Relief for local community but they vow fight will continue

Big smiles from Tom White, Eddie Mitchell, Dianne Little and Tanya Jonnes at the decision by Minister Durkan not to drill in Belcoo.

Big smiles from Tom White, Eddie Mitchell, Dianne Little and Tanya Jonnes at the decision by Minister Durkan not to drill in Belcoo.

A spokesperson from one of the cross community groups representing the people directly impacted by the proposed drilling by Tamboran in Belcoo has spoken of their deep sense of relief following Monday’s announcement by Northern Ireland Minister for Environment, Mark Durkan.

Diane Little from Letterbreen and Mullaghdun Partnership said that the Minister’s decision rejected Tamboran’s proposals for exploratory drilling in Fermanagh under permitted development rights had been met with relief by the local community.

“We were facing into a difficult week and the situation was very intense so this has been a huge sense of relief for us all,” she acknowledged.

She said that local residents had felt under tremendous stress since Tamboran staff had “come in during the night” on July 21.

“We are still very worried about what will happen. We feel this has been forced upon us and it is very difficult when you feel that you are having to fight your own government,” she observed.

Ms Little said that people could not comprehend why anyone would pursue gas as a viable energy especially when it would require such a labour intensive and environmentally destructive extraction method as hydraulic fracturing.

“It makes no sense at all. All reports into energy provision say that renewables are the answer. Gas is just boom and bust. It comes in and wrecks the place, it poisons the land and it divides communities. Nobody wants that,” she noted

Ms Little said that the people of Fermanagh were calling on the people of Leitrim to continue the fight against fracking and she urged the people of the Republic of Ireland to lobby the Dáil to ensure that these are banned for all areas North and South.

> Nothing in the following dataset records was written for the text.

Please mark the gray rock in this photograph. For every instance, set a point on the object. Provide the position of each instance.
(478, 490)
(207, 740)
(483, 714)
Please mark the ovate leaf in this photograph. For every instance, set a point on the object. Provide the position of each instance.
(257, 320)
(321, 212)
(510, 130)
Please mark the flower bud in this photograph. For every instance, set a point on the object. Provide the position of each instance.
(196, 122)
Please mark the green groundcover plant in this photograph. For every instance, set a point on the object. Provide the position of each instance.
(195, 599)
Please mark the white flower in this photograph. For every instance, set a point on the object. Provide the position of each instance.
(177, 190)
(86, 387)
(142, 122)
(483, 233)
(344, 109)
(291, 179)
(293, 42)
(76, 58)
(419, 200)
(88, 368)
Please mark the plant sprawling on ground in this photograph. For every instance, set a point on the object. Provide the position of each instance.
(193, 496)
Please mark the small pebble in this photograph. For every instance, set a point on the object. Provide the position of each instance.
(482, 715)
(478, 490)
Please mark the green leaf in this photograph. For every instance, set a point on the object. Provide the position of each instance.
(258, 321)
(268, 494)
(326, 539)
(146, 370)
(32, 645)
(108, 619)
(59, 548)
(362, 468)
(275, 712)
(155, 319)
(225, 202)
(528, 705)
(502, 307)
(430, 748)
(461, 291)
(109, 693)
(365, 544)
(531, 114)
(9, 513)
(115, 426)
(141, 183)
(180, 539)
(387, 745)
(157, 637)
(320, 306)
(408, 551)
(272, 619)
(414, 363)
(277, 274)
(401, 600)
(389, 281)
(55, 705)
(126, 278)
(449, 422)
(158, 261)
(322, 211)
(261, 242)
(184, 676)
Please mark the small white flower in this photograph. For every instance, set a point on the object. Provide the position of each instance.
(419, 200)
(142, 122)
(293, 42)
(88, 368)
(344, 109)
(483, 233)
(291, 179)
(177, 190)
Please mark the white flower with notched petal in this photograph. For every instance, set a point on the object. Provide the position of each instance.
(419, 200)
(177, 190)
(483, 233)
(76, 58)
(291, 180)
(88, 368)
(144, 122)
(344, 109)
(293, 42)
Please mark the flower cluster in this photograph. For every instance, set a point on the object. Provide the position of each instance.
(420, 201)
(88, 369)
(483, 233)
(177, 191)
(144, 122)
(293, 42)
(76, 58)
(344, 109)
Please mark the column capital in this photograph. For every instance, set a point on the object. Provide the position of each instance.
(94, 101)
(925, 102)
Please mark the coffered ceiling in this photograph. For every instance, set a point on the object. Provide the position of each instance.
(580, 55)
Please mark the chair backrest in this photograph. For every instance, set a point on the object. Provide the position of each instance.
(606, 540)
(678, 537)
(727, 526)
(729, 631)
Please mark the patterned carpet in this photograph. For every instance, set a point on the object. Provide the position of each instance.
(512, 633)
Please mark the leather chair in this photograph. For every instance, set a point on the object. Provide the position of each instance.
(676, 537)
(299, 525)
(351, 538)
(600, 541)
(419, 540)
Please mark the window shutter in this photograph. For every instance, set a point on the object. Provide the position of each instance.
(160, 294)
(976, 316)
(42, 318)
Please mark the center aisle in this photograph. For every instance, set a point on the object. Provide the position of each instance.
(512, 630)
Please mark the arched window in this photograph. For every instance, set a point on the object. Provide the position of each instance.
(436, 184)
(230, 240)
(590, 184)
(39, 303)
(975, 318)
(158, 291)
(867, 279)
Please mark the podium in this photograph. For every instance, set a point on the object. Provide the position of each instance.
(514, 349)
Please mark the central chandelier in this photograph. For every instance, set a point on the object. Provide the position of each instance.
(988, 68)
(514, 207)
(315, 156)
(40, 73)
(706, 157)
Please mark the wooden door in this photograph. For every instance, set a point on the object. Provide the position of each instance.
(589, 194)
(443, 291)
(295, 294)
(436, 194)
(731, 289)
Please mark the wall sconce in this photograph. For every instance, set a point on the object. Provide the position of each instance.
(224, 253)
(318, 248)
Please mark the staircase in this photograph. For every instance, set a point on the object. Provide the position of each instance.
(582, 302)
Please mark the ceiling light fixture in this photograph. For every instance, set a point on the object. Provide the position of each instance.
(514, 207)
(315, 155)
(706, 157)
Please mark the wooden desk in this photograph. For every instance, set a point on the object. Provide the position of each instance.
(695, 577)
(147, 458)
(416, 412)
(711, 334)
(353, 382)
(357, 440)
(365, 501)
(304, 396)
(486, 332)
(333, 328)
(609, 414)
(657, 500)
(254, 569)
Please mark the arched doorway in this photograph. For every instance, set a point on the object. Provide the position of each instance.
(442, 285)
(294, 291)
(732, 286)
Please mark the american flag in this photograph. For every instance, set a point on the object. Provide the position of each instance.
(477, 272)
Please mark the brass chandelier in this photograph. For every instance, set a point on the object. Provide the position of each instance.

She said that while Northern Ireland’s Minister for Environment, Mark Durkan’s stance on the situation in Belcoo was a “small victory”, she stressed the need for a united front to ensure that no more inroads are made with fracking.

“What we (the people of the North) need now is for the Dáil to vote against this, to vote in favour of maintaining Ireland’s reputation as a clean, beautiful tourist destination and agricultural producer,” said Ms Little who also urged the people of the Republic to consider legal action over the lack of consultation over what Tamboran were planning to do in the North.

She warned that Tamboran Resources are “not going to go away”.

“They see profit under our feet and they want to make money. Our campaign has been all about loving the land and our community and working to present a united front. Northern Ireland has seen enough division and intimidation. We don’t need to see fracking here and neither does anyone in the South.”

Tamboran Resources issued a press statement following Monday’s decision: “Tamboran Resources is deeply concerned with the announcement made by Environment Minister Mark H Durkan. “The company is currently reviewing its position and will release a further statement in due course”.